2. L'exécution 2024 du programme 200 est marquée par une hausse de 5,4 milliards d'euros par rapport à 2023. Ce niveau d'exécution est principalement causé par la mécanique de l'impôt, avec, pour la deuxième année consécutive, une sur-exécution marquée des remboursements en matière d'impôt sur les sociétés : après un taux d'exécution déjà élevé de 125,8 % en 2023, ce taux est porté à 158,2 % en 2024, soit un écart de 6,6 milliards d'euros entre l'exécution et la loi de finances initiale. Or les crédits inscrits en loi de finances pour 2024 étaient en nette baisse par rapport à l'exécution 2023 : le rapporteur spécial appelle le gouvernement à revoir sa copie dans les prochains projets lois de finances.

3. S'agissant toujours du programme 200, le rapporteur spécial constate certains écarts significatifs dans l'exécution des remboursements et dégrèvements liés à la gestion des produits de l'État insuffisamment expliqués par la documentation budgétaire. L'exercice 2024 a ainsi vu d'importants remboursements et dégrèvements non anticipés en matière d'exit tax ou d'admissions en non-valeur ou de restitutions de TVA qui nécessitent un éclairage supplémentaire pour que le parlement puisse pleinement exercer son rôle de contrôle.
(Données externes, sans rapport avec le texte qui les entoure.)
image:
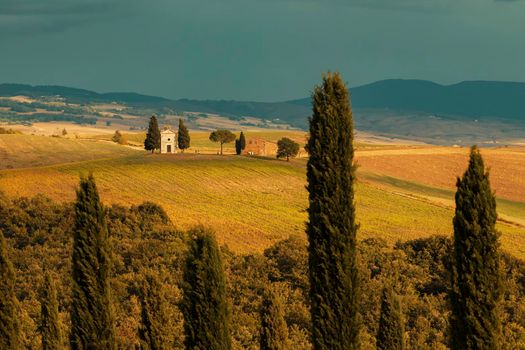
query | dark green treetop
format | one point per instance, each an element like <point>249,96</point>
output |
<point>391,332</point>
<point>222,136</point>
<point>287,148</point>
<point>331,227</point>
<point>476,276</point>
<point>183,136</point>
<point>274,331</point>
<point>153,332</point>
<point>50,322</point>
<point>91,310</point>
<point>9,310</point>
<point>152,141</point>
<point>205,305</point>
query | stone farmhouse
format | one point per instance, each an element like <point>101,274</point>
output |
<point>168,141</point>
<point>259,147</point>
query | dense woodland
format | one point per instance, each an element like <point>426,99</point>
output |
<point>98,277</point>
<point>38,233</point>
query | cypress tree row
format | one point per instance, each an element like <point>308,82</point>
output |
<point>9,327</point>
<point>152,141</point>
<point>152,332</point>
<point>91,312</point>
<point>49,323</point>
<point>183,136</point>
<point>331,227</point>
<point>204,303</point>
<point>390,335</point>
<point>476,278</point>
<point>274,332</point>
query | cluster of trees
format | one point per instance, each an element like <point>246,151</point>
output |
<point>152,141</point>
<point>143,242</point>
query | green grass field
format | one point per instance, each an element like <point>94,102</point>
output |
<point>20,151</point>
<point>250,202</point>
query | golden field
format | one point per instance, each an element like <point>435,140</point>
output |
<point>402,192</point>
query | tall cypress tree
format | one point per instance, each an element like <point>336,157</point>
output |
<point>183,136</point>
<point>274,332</point>
<point>152,141</point>
<point>240,144</point>
<point>204,304</point>
<point>49,323</point>
<point>390,335</point>
<point>331,227</point>
<point>91,311</point>
<point>238,149</point>
<point>152,330</point>
<point>476,278</point>
<point>9,311</point>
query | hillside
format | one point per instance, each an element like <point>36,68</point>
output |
<point>20,151</point>
<point>483,112</point>
<point>254,202</point>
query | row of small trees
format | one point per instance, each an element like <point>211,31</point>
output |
<point>286,148</point>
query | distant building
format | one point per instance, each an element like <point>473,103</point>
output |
<point>168,141</point>
<point>259,147</point>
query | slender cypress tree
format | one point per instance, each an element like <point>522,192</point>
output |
<point>242,141</point>
<point>204,304</point>
<point>390,335</point>
<point>274,332</point>
<point>331,227</point>
<point>152,141</point>
<point>152,330</point>
<point>49,323</point>
<point>91,311</point>
<point>9,326</point>
<point>238,149</point>
<point>476,278</point>
<point>183,136</point>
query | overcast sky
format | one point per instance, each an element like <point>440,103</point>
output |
<point>263,50</point>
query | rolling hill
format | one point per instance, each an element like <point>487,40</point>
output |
<point>483,112</point>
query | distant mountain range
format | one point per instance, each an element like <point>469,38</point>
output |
<point>377,106</point>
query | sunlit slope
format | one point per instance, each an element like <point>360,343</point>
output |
<point>20,151</point>
<point>250,202</point>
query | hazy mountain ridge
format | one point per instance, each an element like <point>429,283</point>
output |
<point>466,112</point>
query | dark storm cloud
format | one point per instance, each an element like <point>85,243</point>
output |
<point>42,16</point>
<point>256,49</point>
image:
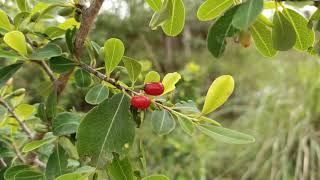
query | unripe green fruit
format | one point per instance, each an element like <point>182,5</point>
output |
<point>65,11</point>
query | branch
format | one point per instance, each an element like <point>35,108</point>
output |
<point>88,16</point>
<point>18,119</point>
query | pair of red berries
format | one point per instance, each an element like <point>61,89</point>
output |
<point>143,102</point>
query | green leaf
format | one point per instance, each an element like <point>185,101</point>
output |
<point>46,52</point>
<point>19,18</point>
<point>162,122</point>
<point>219,31</point>
<point>65,123</point>
<point>57,163</point>
<point>97,94</point>
<point>247,13</point>
<point>4,21</point>
<point>107,128</point>
<point>225,135</point>
<point>24,111</point>
<point>187,107</point>
<point>51,104</point>
<point>23,5</point>
<point>69,147</point>
<point>8,71</point>
<point>17,41</point>
<point>156,177</point>
<point>305,36</point>
<point>160,17</point>
<point>61,64</point>
<point>22,172</point>
<point>169,81</point>
<point>133,67</point>
<point>152,76</point>
<point>36,144</point>
<point>218,93</point>
<point>175,23</point>
<point>113,53</point>
<point>121,169</point>
<point>186,124</point>
<point>155,4</point>
<point>82,78</point>
<point>211,9</point>
<point>263,39</point>
<point>283,33</point>
<point>8,54</point>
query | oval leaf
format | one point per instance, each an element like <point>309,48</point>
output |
<point>283,33</point>
<point>175,23</point>
<point>65,123</point>
<point>305,36</point>
<point>247,13</point>
<point>17,41</point>
<point>225,135</point>
<point>162,122</point>
<point>108,128</point>
<point>113,52</point>
<point>97,94</point>
<point>211,9</point>
<point>218,93</point>
<point>263,39</point>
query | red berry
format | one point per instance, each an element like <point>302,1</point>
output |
<point>140,102</point>
<point>154,89</point>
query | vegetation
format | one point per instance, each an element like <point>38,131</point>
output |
<point>114,99</point>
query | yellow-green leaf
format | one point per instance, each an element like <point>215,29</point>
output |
<point>218,93</point>
<point>17,41</point>
<point>4,21</point>
<point>175,23</point>
<point>113,52</point>
<point>211,9</point>
<point>169,81</point>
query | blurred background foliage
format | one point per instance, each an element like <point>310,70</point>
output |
<point>276,99</point>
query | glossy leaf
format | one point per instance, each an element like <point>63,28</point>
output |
<point>261,35</point>
<point>82,78</point>
<point>65,123</point>
<point>7,72</point>
<point>162,122</point>
<point>225,135</point>
<point>4,21</point>
<point>175,23</point>
<point>247,13</point>
<point>36,144</point>
<point>121,168</point>
<point>113,53</point>
<point>152,76</point>
<point>108,128</point>
<point>283,33</point>
<point>156,177</point>
<point>17,41</point>
<point>186,124</point>
<point>169,81</point>
<point>211,9</point>
<point>305,36</point>
<point>57,163</point>
<point>97,94</point>
<point>61,64</point>
<point>46,52</point>
<point>133,67</point>
<point>218,33</point>
<point>155,4</point>
<point>218,93</point>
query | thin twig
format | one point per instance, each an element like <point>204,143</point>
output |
<point>18,119</point>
4. L'exécution 2024 du programme 201 est marquée par une baisse pour la quatrième année consécutive pour s'établir à 5,0 milliards d'euros contre 7 milliards d'euros en 2022 et 8,1 milliards d'euros en 2021. Les effets de la suppression progressive de la CVAE (- 792 millions d'euros entre 2023 et 2024) sont toutefois largement atténués par des dégrèvements inattendus en matière de taxe d'habitation (+559 millions d'euros). En outre, le rapporteur spécial indique que la dynamique baissière des crédits du programme traduit moins un changement de comportement des redevables quun mouvement prolongé de recentralisation fiscale, fondé sur la compensation, dont chacun sait quelle est par nature évolutive, et souvent érodée dans le temps, au détriment des collectivités locales.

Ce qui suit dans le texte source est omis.